What happened with our Funds

The High Growth Fund had another good month, up 2.71%, and more impressive quarter, up 12.51%. However, under the bonnet the results were mixed. The US megacap stocks underperformed, while the US smaller cap stocks (through the Dimensional Global Sustainability PIE holding) performed strongly. The New Zealand equity allocation added value this month, as did the European stocks and heavy IT sector exposure across the globe, barring the US. 

Leading the way for the Fund were several of our newer additions - Lam Research was up 45.9%, Palo Alto 29%, GE Vernova +28%, Micron +25%, and Vertiv 20.2%. Other big performers were ASML 29%, Caterpillar 28%, TSML 20.4%, JNJ 18.6%, and Home Depot 18%. Closer to home CSL was up 20.4%, Woolworths +15.1%, Wesfarmers +14.8%, and QBE +12.8%. 
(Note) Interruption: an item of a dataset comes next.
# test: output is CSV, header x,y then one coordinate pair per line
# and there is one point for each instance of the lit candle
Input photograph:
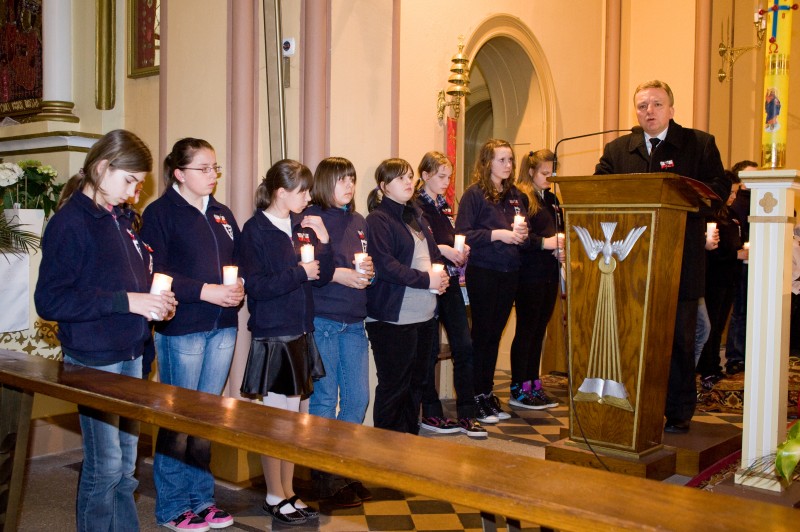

The Income Fund recorded a third straight positive month, up 0.59% for June, and 1.63% for the quarter. New Zealand bonds were the standout for the month and the quarter. Globally the news wasn’t quite as cheery. Markets moved from expecting a smooth easing cycle to pricing a higher probability that central banks would need to pause or even tighten again (raise interest rates). Longer-dated yields remained elevated as investors demanded compensation for inflation risk, fiscal deficits and policy uncertainty. 

The Focused Growth Fund had another positive month in June, up 0.75%, and 14.04% for the quarter. The underlying securities saw a reversal of form in June, with several of the megacap stocks underperforming. For example, Microsoft was down –12.8%, Amazon –7.3%, Meta –6.2%, and Toyota –5.1%. On the flipside, TSML had a stellar month, up 19%. JP Morgan also performed well, up 15.1%, Eli Lilly 14.2% and Visa 10.6%. 

The Cash Fund returned +0.25% for the month of June, consistent with the other two months of the quarter. Short term interest rates remain steady, helping the fund deliver positive daily performance and protection from negative valuations. 

Our Lifestages profiles performed well across the board, with all asset classes providing a positive contribution. Profiles with a higher weighting to growth assets performed better than the more conservative profiles – the returns ranged from +2.41% (0-49 profile) to +1.17% (65+ profile) for June and from 12.75% to 4.67% for the quarter.